In 1947 William Burroughs wrote to Allen Ginsberg from New Orleans and asked about the term “Beat,” which he’d heard from Herbert Huncke - who’d heard it from Jack Kerouac. Later, when John Clellon Holmes used the term “Beat Generation” in his novel, Go, Gilbert Millstein, an editor at the New York Times Magazine, asked him to write an article about it. "This Is the Beat Generation" was published on November 16, 1952.

“The origins of the word 'beat' are obscure, but the meaning is only too clear to most Americans. More than mere weariness it implies the feeling of having been used, of being raw. It involves a nakedness of mind, and, ultimately, of soul; a feeling of being reduced to the bedrock of consciousness. In short, it means being undramatically pushed against the wall of oneself. ...But the wild boys of today are not lost. Their flushed, often scoffing, always intent faces elude the word, and it would sound phoney to them ...Only the most bitter among them would call their reality a nightmare and protest that they have indeed lost something, the future. But ever since they were old enough to imagine one, that has been in jeopardy anyway. The absence of personal and social values is to them, but a problem demanding a day-to-day solution. How to live seems to them much more crucial than why."

Throughout the 50s the Beat was more of a literary eruption than a revolution.

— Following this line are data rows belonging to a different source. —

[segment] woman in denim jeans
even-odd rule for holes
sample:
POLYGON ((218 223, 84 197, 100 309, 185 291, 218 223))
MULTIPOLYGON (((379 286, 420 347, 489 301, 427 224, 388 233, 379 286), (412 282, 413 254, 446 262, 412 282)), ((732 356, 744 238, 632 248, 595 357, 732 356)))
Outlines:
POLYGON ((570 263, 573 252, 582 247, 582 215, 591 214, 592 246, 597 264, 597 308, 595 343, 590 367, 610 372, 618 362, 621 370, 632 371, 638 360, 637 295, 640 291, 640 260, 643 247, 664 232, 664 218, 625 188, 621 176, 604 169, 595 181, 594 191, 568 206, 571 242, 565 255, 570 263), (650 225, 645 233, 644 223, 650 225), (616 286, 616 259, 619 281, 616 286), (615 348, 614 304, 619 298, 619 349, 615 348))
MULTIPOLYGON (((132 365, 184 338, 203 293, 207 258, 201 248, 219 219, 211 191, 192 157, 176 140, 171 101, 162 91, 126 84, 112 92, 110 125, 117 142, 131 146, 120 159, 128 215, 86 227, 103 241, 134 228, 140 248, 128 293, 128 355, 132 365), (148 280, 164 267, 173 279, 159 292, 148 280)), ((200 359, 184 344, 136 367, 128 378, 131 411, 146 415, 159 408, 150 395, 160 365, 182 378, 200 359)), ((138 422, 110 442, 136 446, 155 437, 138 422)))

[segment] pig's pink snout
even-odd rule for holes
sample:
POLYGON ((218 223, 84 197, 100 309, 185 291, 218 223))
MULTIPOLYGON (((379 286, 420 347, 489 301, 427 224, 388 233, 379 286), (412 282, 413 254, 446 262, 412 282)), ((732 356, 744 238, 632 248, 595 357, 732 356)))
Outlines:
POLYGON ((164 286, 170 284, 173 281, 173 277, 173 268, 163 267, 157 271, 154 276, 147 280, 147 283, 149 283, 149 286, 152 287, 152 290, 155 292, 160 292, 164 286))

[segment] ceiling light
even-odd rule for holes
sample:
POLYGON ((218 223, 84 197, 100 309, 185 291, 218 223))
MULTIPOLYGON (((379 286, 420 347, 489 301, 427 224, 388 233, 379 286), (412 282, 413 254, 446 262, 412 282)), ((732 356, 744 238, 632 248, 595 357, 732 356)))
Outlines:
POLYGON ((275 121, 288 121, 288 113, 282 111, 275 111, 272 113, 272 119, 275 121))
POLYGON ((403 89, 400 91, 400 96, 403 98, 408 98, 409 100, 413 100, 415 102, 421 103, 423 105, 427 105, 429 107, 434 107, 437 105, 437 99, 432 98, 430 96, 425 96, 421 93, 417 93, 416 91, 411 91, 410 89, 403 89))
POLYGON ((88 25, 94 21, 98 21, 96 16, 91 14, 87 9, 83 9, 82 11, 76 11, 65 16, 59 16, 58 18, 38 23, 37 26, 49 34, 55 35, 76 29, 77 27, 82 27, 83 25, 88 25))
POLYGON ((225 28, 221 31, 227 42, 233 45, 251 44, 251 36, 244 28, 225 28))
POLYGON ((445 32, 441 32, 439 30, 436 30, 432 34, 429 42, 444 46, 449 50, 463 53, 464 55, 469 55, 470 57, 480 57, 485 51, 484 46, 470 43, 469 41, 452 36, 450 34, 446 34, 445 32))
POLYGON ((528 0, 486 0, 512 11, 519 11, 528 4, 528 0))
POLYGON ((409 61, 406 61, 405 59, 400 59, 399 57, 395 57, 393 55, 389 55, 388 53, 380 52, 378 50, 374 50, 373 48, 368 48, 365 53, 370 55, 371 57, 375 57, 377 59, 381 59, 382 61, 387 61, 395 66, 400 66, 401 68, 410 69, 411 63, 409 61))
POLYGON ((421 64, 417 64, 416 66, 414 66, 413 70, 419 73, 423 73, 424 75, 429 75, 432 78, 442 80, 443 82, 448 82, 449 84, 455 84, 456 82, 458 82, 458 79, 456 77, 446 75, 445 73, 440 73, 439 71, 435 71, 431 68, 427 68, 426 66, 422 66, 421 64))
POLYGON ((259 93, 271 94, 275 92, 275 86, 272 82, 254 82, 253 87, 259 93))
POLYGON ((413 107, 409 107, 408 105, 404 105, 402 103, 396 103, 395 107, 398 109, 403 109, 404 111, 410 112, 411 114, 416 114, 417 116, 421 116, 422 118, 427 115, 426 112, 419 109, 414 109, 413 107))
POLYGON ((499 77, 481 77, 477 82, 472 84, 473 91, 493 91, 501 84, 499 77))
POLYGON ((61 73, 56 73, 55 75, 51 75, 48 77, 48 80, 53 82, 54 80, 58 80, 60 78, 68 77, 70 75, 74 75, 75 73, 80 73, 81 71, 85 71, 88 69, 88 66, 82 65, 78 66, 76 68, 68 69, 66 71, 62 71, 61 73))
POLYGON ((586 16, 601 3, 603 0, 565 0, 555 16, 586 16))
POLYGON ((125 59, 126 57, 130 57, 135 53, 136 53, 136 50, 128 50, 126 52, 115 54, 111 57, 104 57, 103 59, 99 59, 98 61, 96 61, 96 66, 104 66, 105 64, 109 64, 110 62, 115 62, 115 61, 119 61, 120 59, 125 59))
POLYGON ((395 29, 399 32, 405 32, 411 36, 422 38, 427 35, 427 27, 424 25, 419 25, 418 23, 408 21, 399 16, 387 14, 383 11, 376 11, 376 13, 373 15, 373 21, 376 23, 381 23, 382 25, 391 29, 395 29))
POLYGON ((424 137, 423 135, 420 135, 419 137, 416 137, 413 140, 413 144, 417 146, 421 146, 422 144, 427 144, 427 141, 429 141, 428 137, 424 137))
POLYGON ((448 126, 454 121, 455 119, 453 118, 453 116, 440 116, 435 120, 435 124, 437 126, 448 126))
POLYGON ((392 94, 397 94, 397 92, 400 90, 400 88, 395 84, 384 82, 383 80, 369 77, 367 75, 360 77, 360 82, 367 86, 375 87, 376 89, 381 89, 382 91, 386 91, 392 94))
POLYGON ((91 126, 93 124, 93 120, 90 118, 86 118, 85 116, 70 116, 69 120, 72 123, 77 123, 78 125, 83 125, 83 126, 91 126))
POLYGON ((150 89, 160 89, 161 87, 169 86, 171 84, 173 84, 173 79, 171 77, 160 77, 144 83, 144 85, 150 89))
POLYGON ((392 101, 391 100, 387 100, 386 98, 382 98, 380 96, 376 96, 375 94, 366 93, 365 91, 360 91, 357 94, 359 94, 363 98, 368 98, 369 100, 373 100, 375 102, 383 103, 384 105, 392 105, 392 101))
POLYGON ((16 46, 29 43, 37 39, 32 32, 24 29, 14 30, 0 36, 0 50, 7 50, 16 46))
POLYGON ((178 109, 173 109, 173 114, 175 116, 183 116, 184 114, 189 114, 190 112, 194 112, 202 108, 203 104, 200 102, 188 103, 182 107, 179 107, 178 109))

In 1953 Junkie by Burroughs led to Thom Gunn’s Fighting Terms in 54, to Lawrence Ferlinghetti’s Pictures From a Gone World in 55, to Ginsberg’s Howl in 56, to Kerouac’s On The Road in 57, and right through Gary Snyder’s Riprap in 59. Turned in or out by anyone or all of those works, Beats began to leave New York, New Orleans, and San Francisco for Paris, Tangier, Mexico City, Kyoto, and Bombay where they were free to see and feel more of who and what they were, and what they would never be - until they returned with older ideals and ideas of existence enhanced by foreign impressions, as well as ancient patterns of practice in which they saw that to be Beat was to not only to be galled with the commonplace, the corny and horny, but weary of failing to live an honest life in a technological-lized world. To be Beat was to create new rhythms in the mind - to get beyond the ordinary rush of raw life where it was possible to more than just live. Realizing this, opened up whole new worlds of seeing. Dissent, however, was always being revised.

Bob Kaufman Photo
Bob Kaufman, North Beach, 1976

But there was always dissent. The jazz saxophonist Brew Moore once dismissed the insinuation that the Beats invented or epitomized the idea of Beat. Sitting in a rocking chair in a long flat out in San Francisco’s Mission District, Brew claimed that “almost every jazzman was born beat." Beat by the fact that people were afraid of the effect of jazz, especially in early Monday mornings when repetitious squares “slid back into their salty pegs." Years later there was more than dissent. After the Beat had become a legend, there were those who remembered sinks that leaked and reminded others who’d become icons of how lonely and rank it once was. Often on stage with Allen Ginsberg, who deserved superstar status, Gregory Corso would sometimes lovingly but pointedly temper Ginsberg’s exaggeration of his own thin, lonely roots by remembering those souls who in the early years had made an incredible difference - and had been forgotten. "Ginsie! Ginsie! Four people do not a generation make!!" (Gregory Corso to Allen Ginsberg in Richard Lerner’s film Kerouac, 1985.)